This is a tale of a movie beach, a lost key and three pods of helpful Washingtonians on a tiny island.
The island is Kauai, home to all of our descendants – two daughters, a son-in-law and two keikis, with another pending. The daughters found the spot that fits them best on the planet and are building happy lives there. That the spot is paradise with harsh edges, and that the daughters like us to visit makes us happier than we have any right to be.
We know we are merely tourists, two digits in the 90,000 who fly onto and off of Kauai in a busy month, renting cars, forgetting sunscreen and dropping money as if we were getting a favorable exchange rate with those Hawaiian dollars.
We imagine ourselves to be more. We imagine ourselves to be ohana, family, because the island feels like home to us.
Washingtonians tend to fall hard for Kauai. We visit, and once we’ve bought every tour on the concierge’s list, we learn to appreciate the realities beyond the resorts. We drift into island rhythms. We aspire to achieve aloha spirit in the course of a week, possibly two.
Last week, on the beach at Hanalei, it worked.
Lumahai Beach, around the bend from Hanalei, is the stretch of sand where Mitzi Gaynor tried, unsuccessfully, to wash that man right out of her hair in “South Pacific.” The covered pier is still there, and people still break the rules by jumping from it.
Hanalei is the town where George Clooney met with his beach bum brother, Beau Bridges, at the Tahiti Nui bar in “The Descendants.” It’s the beach where Clooney and his movie daughters tracked his dying wife’s scheming lover to a house behind a hedge.
The pier and the hedge are about 50 yards apart, with a parking lot tracing a neat triangle. With all that celluloid and a perennial place on top-10 beach lists, Hanalei is always rich with tourists, including a high percentage of Washingtonians. Red on the front, fish-belly pale on the back, we’re pretty obvious.
On the day in question, two CPAs from Bellingham were walking the tax season right out of their brains when they spied something: a key in the sand. Actually, it was a keyless ignition device for a rental Dodge.
They asked around, but could not find the hapless renter.
Spying the tell-tale sunscreen fail of a Northwesterner, they asked if I would find the drivers.

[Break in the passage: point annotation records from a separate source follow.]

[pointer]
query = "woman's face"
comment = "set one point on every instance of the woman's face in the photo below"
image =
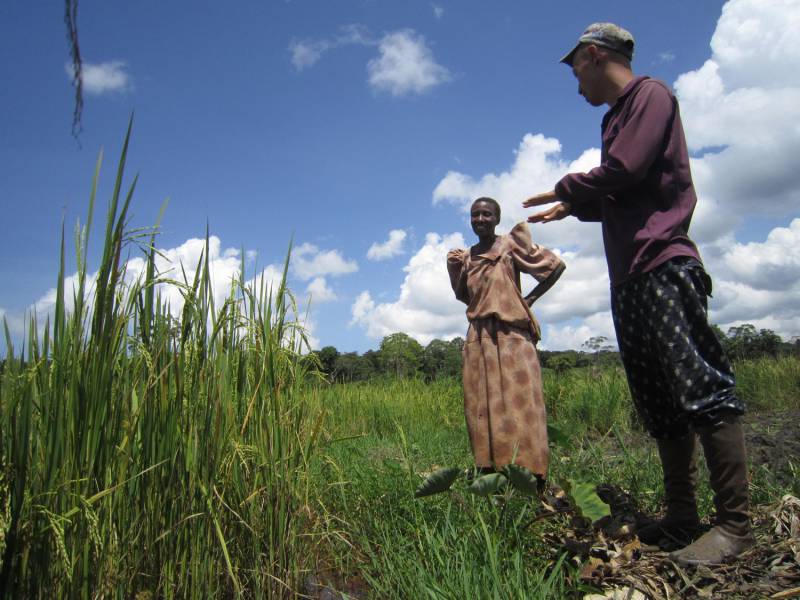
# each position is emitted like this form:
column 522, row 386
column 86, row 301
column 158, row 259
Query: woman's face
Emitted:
column 483, row 217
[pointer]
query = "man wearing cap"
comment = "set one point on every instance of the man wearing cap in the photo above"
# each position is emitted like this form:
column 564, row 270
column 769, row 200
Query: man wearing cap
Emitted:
column 680, row 380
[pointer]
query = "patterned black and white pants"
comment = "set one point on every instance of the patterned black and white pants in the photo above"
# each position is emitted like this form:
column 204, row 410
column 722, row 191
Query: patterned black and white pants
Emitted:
column 678, row 374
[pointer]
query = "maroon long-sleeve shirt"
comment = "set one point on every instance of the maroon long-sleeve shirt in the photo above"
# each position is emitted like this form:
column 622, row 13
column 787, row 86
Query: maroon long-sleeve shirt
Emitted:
column 642, row 191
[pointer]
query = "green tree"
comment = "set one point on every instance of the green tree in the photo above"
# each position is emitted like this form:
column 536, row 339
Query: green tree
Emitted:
column 352, row 367
column 327, row 359
column 442, row 359
column 400, row 355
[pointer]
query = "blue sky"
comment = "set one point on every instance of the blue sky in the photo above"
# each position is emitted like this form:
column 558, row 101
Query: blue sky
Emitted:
column 362, row 129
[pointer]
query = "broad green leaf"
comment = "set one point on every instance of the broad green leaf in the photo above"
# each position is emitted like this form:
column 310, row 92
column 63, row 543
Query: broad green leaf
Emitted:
column 488, row 484
column 558, row 436
column 438, row 481
column 587, row 502
column 523, row 480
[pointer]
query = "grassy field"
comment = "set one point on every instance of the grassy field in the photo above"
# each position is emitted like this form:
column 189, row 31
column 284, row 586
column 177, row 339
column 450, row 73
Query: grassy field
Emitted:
column 148, row 456
column 383, row 437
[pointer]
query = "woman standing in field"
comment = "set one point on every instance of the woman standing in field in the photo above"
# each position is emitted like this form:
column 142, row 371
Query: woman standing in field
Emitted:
column 503, row 401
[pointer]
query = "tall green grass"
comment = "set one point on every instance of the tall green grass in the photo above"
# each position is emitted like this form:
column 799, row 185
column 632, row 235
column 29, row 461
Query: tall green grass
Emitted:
column 146, row 456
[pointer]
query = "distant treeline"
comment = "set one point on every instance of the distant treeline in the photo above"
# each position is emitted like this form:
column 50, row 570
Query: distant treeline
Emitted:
column 400, row 356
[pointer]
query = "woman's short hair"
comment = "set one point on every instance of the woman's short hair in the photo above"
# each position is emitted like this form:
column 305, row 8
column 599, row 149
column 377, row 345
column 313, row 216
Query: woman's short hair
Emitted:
column 491, row 201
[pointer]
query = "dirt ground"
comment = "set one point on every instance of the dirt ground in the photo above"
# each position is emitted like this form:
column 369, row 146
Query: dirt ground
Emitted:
column 613, row 559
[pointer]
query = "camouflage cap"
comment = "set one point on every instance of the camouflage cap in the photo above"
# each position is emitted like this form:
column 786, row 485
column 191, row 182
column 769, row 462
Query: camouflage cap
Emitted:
column 607, row 35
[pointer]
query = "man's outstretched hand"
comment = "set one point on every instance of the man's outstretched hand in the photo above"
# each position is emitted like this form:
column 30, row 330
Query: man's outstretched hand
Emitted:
column 554, row 213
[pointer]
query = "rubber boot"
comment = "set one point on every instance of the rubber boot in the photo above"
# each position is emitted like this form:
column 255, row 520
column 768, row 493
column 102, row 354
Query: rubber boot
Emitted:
column 679, row 525
column 731, row 535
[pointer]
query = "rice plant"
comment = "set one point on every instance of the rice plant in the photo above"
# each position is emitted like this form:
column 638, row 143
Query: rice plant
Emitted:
column 152, row 456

They knew the pain of losing a rental car key. They’d done it, and they’d spent $300 and half a day getting a replacement. But they wanted to keep working on their hot-sand/wet-sand pedicure by walking toward Tunnels, the sharky stretch featured in “Soul Surfer.”
“Sure,” I said, aspiring to aloha.
Paul, a transplanted New Yorker who now lives in a treehouse by the Wailua River, was parked in the lot, weaving palm fronds into the hats and bowls he sells, three for $25. He’d be there all day, he told us, and had the perfect spot to notice someone panicking near a Dodge.
Walking toward Paul, I asked a couple sitting in the shade at the beach entrance if they’d noticed any frantic tourists. Nope, they said, but they’d keep a lookout.
They were practicing, they said, to be snowbirds. They are from Bellevue but had bought a little house on Aliali Road – a block from where my daughter rented.
The parking lot was surprisingly shy on rental Dodges, so I clicked the open-trunk button until I found the right one, two cars from the fish taco truck.
Back at the entrance, the Bellevue postal carrier and her retired husband were watching a guy walking slowly, scanning the sand.
“Lose a key?” we asked when he reached us.
Bingo.
A happy couple saved $300 to spend instead on luaus or ziplines or helicopter tours.
And we Washingtonians, though we know we were merely tourists, were that much closer to achieving aloha.